Earlier this year a voting found that a surprising number of people masturbate at work, with throughout 40 per cent admitting to popping to the bathroom to take a much-needed separation from their desks.
Now workers in a Swedish town, which is already skilled in for its six-hour days and office fika breaks, could soon be advanced a new way to burn off some steam.
In the latest bonkers craze to help support productivity, Swedes could be given a one-hour paid break from turn out to go home and have sex with their partners, thanks to a councillor’s kinky new proposal aimed at improving people’s relationships.
Though the original recommendation of Per-Erik Muskos, a 42-year-old city councillor for the town of Övertorneå, was met by snickering in the Consistory, the councilman sees no reason his bill should not pass.
He implied: «There are studies that indicate the health benefits of sex.
“I believe sex is a in short supply commodity in many long-lasting relationships. Everyday life is stressful and there are striplings at home.
“This could be an opportunity to enjoy some privacy.”
Muskos muse ons the measure would be positive for employees, especially for parents with stingy children because they could take advantage of school hours to apportionment moments of intimacy.
And along with enjoying some stress-relief during spur hours, Mr Muskos also claims his proposal will help into the bargain Sweden’s lagging birth rates — while also encouraging truncheon to work harder while at their desks.
He added: «We must brace the increase in birth rates.
“Since sex is a great way to exercise with reliable effects on well-being, the town could encourage employees to enjoy some charitable time to go home and have sexual relations.”
But he admitted there was no way to confirm that employees do not use their hour for other purposes than disbursing time with their partners or spouses, adding: “You can’t guarantee that a working man doesn’t go out for a walk instead.”
Yet although Swedish people have a name of being liberal when it comes to sex, it appears that the reality is not as textile.

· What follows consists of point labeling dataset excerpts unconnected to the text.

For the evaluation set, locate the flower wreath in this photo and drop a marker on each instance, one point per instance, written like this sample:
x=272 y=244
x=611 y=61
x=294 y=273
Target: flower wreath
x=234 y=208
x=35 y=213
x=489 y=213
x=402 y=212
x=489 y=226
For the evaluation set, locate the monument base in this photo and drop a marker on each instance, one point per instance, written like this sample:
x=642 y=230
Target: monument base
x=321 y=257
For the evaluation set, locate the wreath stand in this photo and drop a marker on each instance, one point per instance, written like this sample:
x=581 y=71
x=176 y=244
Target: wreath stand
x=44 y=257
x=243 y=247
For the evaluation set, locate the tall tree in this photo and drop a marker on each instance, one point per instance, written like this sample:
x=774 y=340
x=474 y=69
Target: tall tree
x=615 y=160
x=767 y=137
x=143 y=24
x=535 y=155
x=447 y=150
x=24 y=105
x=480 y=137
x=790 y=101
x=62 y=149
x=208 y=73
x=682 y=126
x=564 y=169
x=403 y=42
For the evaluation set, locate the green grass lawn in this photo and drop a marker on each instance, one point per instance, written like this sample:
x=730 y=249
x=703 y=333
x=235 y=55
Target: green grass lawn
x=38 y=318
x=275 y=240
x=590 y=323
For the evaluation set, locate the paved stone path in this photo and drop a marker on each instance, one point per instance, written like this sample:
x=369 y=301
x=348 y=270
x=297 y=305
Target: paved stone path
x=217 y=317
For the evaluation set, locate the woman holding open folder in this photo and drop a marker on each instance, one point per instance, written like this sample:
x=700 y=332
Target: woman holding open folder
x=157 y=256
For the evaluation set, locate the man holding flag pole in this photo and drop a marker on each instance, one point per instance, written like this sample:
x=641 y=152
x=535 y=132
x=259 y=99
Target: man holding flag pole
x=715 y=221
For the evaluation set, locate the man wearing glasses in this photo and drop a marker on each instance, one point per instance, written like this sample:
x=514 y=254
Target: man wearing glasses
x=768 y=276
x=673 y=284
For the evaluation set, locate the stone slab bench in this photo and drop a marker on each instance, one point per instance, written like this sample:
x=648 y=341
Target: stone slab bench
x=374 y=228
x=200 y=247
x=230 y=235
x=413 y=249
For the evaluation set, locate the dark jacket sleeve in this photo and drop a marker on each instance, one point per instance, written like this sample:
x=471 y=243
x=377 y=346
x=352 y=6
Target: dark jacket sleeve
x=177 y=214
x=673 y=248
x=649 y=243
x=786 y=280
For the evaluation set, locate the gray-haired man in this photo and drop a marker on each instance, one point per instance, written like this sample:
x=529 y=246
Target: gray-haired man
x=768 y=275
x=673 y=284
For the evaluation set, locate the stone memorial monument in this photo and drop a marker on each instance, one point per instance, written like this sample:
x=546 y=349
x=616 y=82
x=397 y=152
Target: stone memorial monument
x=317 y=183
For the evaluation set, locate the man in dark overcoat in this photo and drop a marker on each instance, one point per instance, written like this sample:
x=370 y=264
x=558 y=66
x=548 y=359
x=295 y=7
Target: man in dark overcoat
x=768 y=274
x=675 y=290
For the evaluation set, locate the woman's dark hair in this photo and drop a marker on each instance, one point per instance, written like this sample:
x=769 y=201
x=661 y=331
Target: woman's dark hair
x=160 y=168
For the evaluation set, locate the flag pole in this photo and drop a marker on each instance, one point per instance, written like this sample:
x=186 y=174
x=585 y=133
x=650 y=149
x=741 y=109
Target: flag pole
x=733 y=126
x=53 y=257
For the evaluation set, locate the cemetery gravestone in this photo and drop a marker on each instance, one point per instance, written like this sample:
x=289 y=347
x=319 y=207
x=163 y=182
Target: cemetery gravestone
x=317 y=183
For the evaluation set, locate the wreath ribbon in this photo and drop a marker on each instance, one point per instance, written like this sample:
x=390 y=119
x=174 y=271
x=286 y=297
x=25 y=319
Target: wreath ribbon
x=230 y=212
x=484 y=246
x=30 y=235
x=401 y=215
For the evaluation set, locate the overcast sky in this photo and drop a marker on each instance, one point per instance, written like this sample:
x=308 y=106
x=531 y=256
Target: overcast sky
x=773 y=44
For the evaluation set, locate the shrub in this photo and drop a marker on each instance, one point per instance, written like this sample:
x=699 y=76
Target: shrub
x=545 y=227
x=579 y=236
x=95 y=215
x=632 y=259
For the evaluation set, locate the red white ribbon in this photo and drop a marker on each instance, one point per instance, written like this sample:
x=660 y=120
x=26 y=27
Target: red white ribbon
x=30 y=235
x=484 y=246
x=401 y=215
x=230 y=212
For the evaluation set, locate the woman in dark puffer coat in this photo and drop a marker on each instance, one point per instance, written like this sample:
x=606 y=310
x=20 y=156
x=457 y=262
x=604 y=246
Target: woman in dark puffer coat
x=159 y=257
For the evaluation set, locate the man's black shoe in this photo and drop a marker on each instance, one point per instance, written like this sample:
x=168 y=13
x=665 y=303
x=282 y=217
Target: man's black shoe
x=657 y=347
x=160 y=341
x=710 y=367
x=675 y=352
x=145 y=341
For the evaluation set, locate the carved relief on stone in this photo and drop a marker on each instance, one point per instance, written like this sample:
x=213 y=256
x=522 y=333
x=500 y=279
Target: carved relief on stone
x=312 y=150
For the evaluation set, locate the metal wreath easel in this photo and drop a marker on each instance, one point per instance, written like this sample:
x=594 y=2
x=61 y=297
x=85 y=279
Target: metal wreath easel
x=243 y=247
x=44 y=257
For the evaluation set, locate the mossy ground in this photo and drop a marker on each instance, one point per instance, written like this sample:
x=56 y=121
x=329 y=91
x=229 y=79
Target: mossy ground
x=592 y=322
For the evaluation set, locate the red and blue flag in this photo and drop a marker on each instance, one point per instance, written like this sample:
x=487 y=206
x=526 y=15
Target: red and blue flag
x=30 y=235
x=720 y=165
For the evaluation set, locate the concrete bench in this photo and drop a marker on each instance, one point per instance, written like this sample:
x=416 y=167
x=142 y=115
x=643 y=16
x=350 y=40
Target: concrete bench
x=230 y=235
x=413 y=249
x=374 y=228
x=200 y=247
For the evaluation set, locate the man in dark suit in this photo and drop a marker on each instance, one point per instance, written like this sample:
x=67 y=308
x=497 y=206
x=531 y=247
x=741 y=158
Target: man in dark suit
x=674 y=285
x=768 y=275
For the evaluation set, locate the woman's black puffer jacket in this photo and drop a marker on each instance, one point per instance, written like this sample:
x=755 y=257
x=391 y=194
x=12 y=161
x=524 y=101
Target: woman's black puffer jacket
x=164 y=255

A survey carried out by the newspaper Aftonbladet indicated that couples are now take 24 per cent less sex than they were in 1996, something that hassles the Minister of Health Gabriel Wikström.
The 32-year-old, who confessed being solved with his sex life, shot to social media fame when a Cheep user asked him to ban «risky practices» after 10pm because of the noise his neighbours were making while secure sex.
He said: «That sounds great for them. It is good for their well-being and also for every Tom health”.
The response from the young Swedish minister went viral.
After the Finns and the French, Swedish full-time workers worked the least in Europe with only 1,685 hours on typical in 2015, according to a study by economic research institute Coe-Rexecode.
Britons squeeze in an average of 1,900 hours and Germans 1,847 hours in 2015.